Göttsche selbst versucht in seinem umfassenden Werk die ›Stimmen der Anderen‹ zu Wort kommen zu lassen, afrikanische und schwarze deutsche Autorinnen und Autoren also, welche die vorherrschende europäische Perspektive zu ergänzen oder konterkarieren vermögen, ganz im Sinne Timms, der sich den Roman eines Nama-Autors als Gegenperspektive gewünscht habe (vgl. 229). Im dritten Kapitel widmet sich Göttsche dieser anderen Perspektive, Werken von Autoren wie Kum’a Ndumbe III., El Loko, Daniel Mepin und anderen, räumt aber ein, dass es – verglichen mit dem anglo- oder frankophonen Raum – nicht nur signifikant weniger Beispiele für ein writing back im Sinne einer Aufarbeitung der deutschen Kolonialgeschichte gebe, sondern auch das Interesse des Lesepublikums daran geringer sei. Es ist ein großes Verdienst der Studie, die andernorts von Göttsche schon angesprochenen Werke und Themen der African diaspora, der transcultural journeys, des ›Mohren‹ in den deutschsprachigen Ländern hier noch einmal in intensiven Interpretationen zusammengeführt zu haben, um an diese »forgotten history« (421) zu erinnern. Deutschland als Puzzleteil der ›Black Atlantic‹-Landkarte einzusetzen, sei seit dem »Black German life-writing« (421) der 1990er-Jahre immerhin möglich geworden.

Im vierten Kapitel – Remapping the History of European Colonialism – weitet Göttsche den Fokus auf die Geschichte des europäischen Kolonialismus aus, wie sie sich in Werken deutschsprachiger Autoren widerspiegelt. Die europäische Erforschung Afrikas, Handel und Niederlassungen von Europäern sowie Dekolonisation und Neokolonialismus als transnationale historische Koordinaten spielen eine wichtige Rolle in der Literatur von Autoren wie Jens Johannes Kramer, Hermann Schulz, Marc Buhl oder Alex Capus.

Das fünfte Kapitel widmet sich dann dem Format der Familien- oder Generationenromane, in denen es zu interessanten geschichtlichen Parallelisierungen komme, »often cross-mapping the memory of colonialism with the memory of National Socialism and post-Wende memory of the German Democratic Republic« (18).

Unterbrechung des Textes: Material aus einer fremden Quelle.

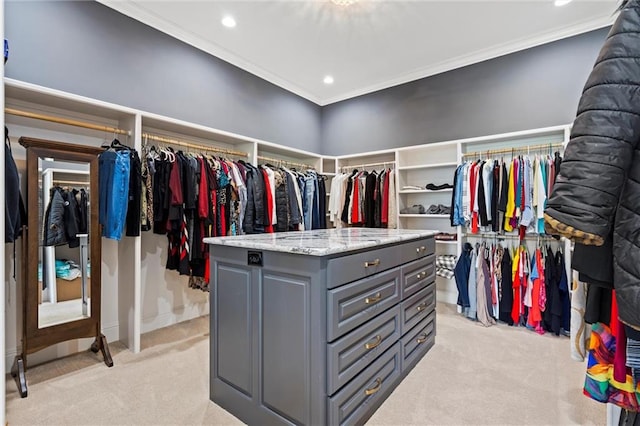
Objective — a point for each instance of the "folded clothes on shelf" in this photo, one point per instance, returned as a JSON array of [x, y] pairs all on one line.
[[438, 209], [419, 209], [445, 264], [434, 187], [415, 209], [444, 272], [446, 236]]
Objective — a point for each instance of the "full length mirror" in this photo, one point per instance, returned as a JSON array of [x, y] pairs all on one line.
[[64, 266], [61, 252]]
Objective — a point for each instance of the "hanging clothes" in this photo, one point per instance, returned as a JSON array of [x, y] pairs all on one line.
[[363, 198], [503, 196], [15, 215], [114, 172]]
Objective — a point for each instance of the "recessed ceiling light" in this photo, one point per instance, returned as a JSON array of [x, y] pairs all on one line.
[[229, 22]]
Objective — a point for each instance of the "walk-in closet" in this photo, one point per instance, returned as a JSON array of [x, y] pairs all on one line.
[[322, 212]]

Im Falle von Christof Hamanns Usambara untersucht Göttsche überdies, wie sich transgenerationelles Erinnern (oder post-memory in der Terminologie von Marianne Hirsch, die den Begriff ja auf die Teleskopage-Effekte der Holocaust-Erinnerung in Familien bezieht) mit literarischer Meta-Kritik postkolonialer Erinnerungsmodi verbindet. Hamanns Roman, wie auch Urs Widmers Im Kongo, Thomas Stangls Der einzige Ort und Thomas von Steinaeckers Schutzgebiet sind zugleich Beispiele einer anti-realistischen bis experimentellen Annäherung an die koloniale Expansion und ihre Auswirkungen.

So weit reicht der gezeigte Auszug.